Practice patterns and utilization of physical therapists (PTs) affiliated with Hemophilia Treatment Centers (HTCs) in the United States (US) are not well known. Describe utilization, role responsibilities and practice patterns of US HTC PTs. Identify practice patterns specifically focusing on assessment and treatment of pain. Recognize gaps in utilization and role responsibilities of PTs as part of the multidisciplinary team and suggest guidelines for PT involvement within the HTC. Respondents were a subset of a convenience sample of healthcare providers who responded to a non-validated survey developed by a multi-disciplinary panel of haemophilia experts.
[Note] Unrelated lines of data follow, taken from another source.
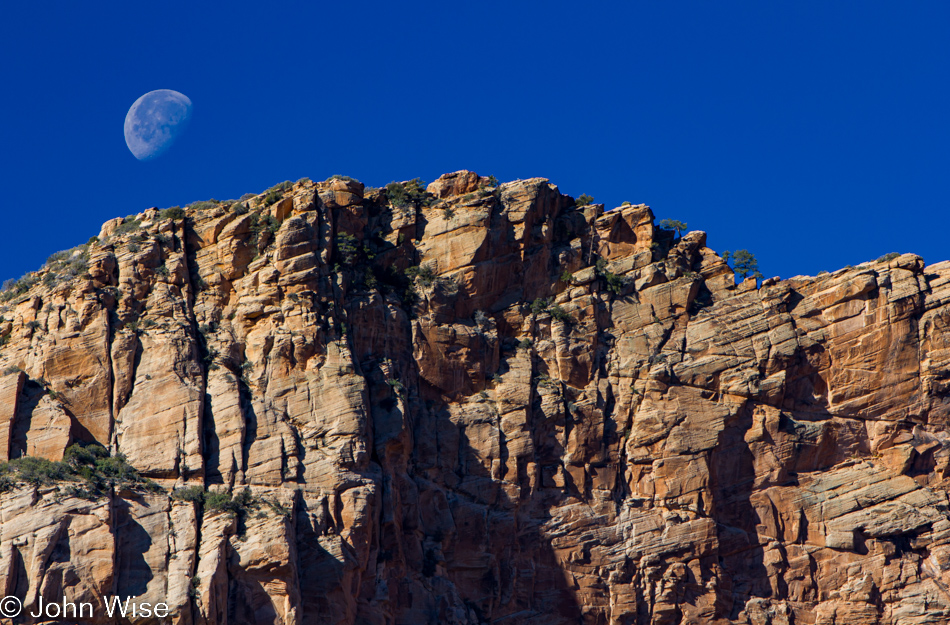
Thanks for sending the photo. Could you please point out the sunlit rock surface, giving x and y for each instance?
(563, 415)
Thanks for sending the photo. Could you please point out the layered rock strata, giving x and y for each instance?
(478, 404)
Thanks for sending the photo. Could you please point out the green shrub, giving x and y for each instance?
(408, 193)
(15, 288)
(675, 225)
(90, 469)
(237, 505)
(130, 224)
(203, 205)
(539, 305)
(584, 200)
(175, 212)
(271, 198)
(559, 313)
(347, 248)
(189, 493)
(193, 584)
(743, 263)
(423, 273)
(615, 282)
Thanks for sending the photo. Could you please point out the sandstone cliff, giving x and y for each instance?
(475, 404)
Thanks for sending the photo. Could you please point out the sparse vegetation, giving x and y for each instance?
(559, 313)
(89, 469)
(131, 223)
(615, 282)
(202, 205)
(539, 305)
(743, 263)
(408, 193)
(174, 212)
(423, 273)
(347, 248)
(675, 225)
(584, 200)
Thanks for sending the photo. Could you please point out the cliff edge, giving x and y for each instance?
(470, 403)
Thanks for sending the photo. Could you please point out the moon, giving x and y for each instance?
(155, 121)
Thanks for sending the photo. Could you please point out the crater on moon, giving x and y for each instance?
(155, 121)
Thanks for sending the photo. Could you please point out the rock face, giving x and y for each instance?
(562, 415)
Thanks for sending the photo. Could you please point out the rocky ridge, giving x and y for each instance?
(477, 403)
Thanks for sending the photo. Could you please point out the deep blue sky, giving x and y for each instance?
(815, 134)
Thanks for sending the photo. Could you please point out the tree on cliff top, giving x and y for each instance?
(743, 263)
(674, 224)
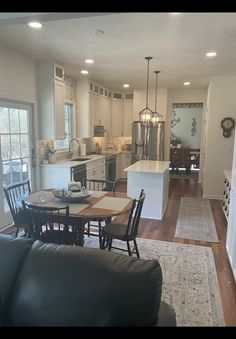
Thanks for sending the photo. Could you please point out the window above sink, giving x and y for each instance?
(80, 159)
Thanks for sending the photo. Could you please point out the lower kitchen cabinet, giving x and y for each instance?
(96, 169)
(55, 176)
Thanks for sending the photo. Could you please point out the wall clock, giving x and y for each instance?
(227, 124)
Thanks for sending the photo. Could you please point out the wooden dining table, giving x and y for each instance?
(99, 205)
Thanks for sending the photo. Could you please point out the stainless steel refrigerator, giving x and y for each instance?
(147, 141)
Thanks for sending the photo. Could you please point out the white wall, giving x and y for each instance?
(140, 102)
(183, 129)
(18, 76)
(18, 82)
(185, 96)
(219, 150)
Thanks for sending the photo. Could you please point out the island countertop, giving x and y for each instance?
(148, 166)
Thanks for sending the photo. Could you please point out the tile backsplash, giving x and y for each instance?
(114, 143)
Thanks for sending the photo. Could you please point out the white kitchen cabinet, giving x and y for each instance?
(117, 108)
(102, 112)
(85, 109)
(96, 169)
(92, 108)
(51, 94)
(118, 166)
(55, 176)
(125, 161)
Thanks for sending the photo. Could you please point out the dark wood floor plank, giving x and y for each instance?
(165, 230)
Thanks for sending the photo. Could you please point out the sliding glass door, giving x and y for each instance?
(16, 132)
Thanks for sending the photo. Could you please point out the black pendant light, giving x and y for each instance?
(155, 116)
(145, 114)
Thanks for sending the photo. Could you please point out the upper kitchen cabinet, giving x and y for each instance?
(117, 108)
(85, 108)
(94, 108)
(122, 114)
(51, 94)
(102, 112)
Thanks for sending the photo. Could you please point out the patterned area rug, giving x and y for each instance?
(190, 282)
(195, 220)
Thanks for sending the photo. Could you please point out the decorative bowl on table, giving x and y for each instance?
(71, 196)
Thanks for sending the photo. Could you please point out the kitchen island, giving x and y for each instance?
(153, 177)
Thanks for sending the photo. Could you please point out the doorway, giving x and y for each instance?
(16, 149)
(185, 139)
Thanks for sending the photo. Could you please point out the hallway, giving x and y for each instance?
(165, 230)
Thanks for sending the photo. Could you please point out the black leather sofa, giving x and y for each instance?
(60, 285)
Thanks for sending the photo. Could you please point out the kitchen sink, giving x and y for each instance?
(80, 159)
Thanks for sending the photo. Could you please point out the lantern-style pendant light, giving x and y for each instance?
(145, 114)
(155, 116)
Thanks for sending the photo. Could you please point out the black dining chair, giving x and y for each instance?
(13, 195)
(50, 224)
(98, 185)
(125, 232)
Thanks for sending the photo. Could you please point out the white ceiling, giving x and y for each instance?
(177, 43)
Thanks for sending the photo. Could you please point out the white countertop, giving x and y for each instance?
(148, 166)
(70, 163)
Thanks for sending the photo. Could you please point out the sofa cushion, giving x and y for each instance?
(61, 285)
(12, 252)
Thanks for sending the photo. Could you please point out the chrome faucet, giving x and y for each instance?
(70, 150)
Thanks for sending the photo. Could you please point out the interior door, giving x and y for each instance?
(16, 149)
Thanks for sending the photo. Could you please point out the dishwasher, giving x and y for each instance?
(78, 173)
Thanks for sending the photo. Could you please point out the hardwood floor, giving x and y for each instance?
(165, 230)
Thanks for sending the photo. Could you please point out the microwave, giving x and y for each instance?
(99, 131)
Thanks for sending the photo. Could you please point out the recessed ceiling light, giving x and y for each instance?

A 33.0% response-rate (n=59) representing all regions of US HTCs was achieved. Those working ≥10hours per week were more likely to provide nutrition education (P=.026) and surgical options education (P<.001). Those who billed insurance for their services during comprehensive visits were more likely to provide education regarding surgical options (P=.046). The majority of PTs (95.0%) evaluated pain regardless of time spent in clinic and felt comfortable treating pain. Fifty-eight percent used a formal pain measurement tool and more likely to use a formal pain measurement tool if billing insurance (P=.004). Top five non-pharmacologic treatments recommended for pain management included splints/braces (84.8%), aquatic therapy (74.6%), orthotics (71.2%), surgical options (47.5%) and yoga (32.2%). This study demonstrated PT utilization across HTC centres varies widely. Gaps in care may be addressed through salary support, funded education, greater regional/national collaboration of PTs specializing in bleeding disorders and advocacy for insurance coverage for appropriate services.